El factor humano. En un escenario en el que la inteligencia artificial redefine procesos y despierta interrogantes sobre el futuro del empleo, Roberto Laratro, director general de Tigo Paraguay, afirmó que el factor humano seguirá siendo determinante.
“La IA está democratizando el conocimiento, no la decisión. La decisión final, la que asume el riesgo, sigue siendo humana”, expresó durante el panel ”¿Habilitador o stopper? ¿Qué lugar le estás dando a la IA en tu organización?”, realizado por la Academia de la Cámara de Anunciantes del Paraguay (CAP).
Durante su exposición, el ejecutivo explicó cómo la compañía viene incorporando inteligencia artificial para optimizar procesos internos, fortalecer la experiencia de los clientes e incrementar la productividad. Según indicó, la tecnología debe entenderse como una herramienta para potenciar el trabajo de las personas y no como un reemplazo de su capacidad de decisión.

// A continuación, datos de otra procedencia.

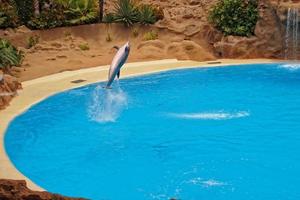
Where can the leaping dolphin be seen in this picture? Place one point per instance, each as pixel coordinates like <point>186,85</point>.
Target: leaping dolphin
<point>117,63</point>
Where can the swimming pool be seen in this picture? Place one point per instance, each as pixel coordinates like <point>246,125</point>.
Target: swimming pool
<point>210,133</point>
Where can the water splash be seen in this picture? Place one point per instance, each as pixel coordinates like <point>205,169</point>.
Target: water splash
<point>3,94</point>
<point>206,183</point>
<point>291,66</point>
<point>107,104</point>
<point>292,34</point>
<point>211,116</point>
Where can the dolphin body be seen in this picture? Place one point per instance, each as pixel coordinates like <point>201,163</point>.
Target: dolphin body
<point>117,63</point>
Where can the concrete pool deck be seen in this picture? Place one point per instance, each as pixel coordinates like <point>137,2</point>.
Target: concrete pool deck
<point>36,90</point>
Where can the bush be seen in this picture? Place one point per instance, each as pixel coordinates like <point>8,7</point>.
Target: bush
<point>152,35</point>
<point>25,10</point>
<point>9,55</point>
<point>81,12</point>
<point>84,47</point>
<point>8,15</point>
<point>108,37</point>
<point>235,17</point>
<point>32,41</point>
<point>109,18</point>
<point>65,13</point>
<point>135,32</point>
<point>146,14</point>
<point>126,12</point>
<point>50,17</point>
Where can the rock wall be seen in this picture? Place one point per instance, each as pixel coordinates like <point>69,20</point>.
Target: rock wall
<point>268,41</point>
<point>8,89</point>
<point>189,19</point>
<point>17,190</point>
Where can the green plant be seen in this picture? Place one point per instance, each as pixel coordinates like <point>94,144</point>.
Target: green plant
<point>81,11</point>
<point>9,55</point>
<point>235,17</point>
<point>146,14</point>
<point>135,32</point>
<point>151,35</point>
<point>84,47</point>
<point>8,14</point>
<point>25,10</point>
<point>126,12</point>
<point>32,41</point>
<point>109,18</point>
<point>108,37</point>
<point>50,17</point>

El verdadero desafío. En ese sentido, sostuvo que el mayor riesgo para las organizaciones no es equivocarse al implementar inteligencia artificial, sino permanecer inmóviles mientras el mercado cambia. Agregó que, en muchos casos, el verdadero desafío no está en la tecnología, sino en la capacidad de tomar decisiones para impulsar la transformación.

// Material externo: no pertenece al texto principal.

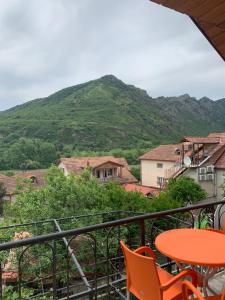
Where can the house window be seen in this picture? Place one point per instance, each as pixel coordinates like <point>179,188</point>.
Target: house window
<point>110,172</point>
<point>160,181</point>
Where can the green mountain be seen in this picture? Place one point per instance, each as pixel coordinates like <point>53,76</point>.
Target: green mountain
<point>106,113</point>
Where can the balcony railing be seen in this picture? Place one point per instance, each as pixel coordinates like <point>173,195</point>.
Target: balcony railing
<point>86,262</point>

Laratro señaló que la estrategia de Tigo apunta a mejorar la experiencia de los clientes y aumentar la productividad interna mediante soluciones basadas en IA. Como ejemplo presentó Lisa, un asistente virtual desarrollado por la empresa que detecta de manera proactiva variaciones entre las últimas facturas de los usuarios y les ofrece explicaciones antes de que deban realizar una consulta.
El desarrollo de un ecosistema digital. El director también remarcó que el desarrollo de un ecosistema de inteligencia artificial requiere dos pilares fundamentales: infraestructura digital y talento humano.
En ese contexto, destacó las inversiones realizadas por Tigo para fortalecer su infraestructura tecnológica y responder a la creciente demanda de soluciones digitales.
Talento humano y formación. Respecto al capital humano, afirmó que la formación será clave para aprovechar el potencial de la IA y repasó las iniciativas impulsadas por la compañía para fomentar la capacitación.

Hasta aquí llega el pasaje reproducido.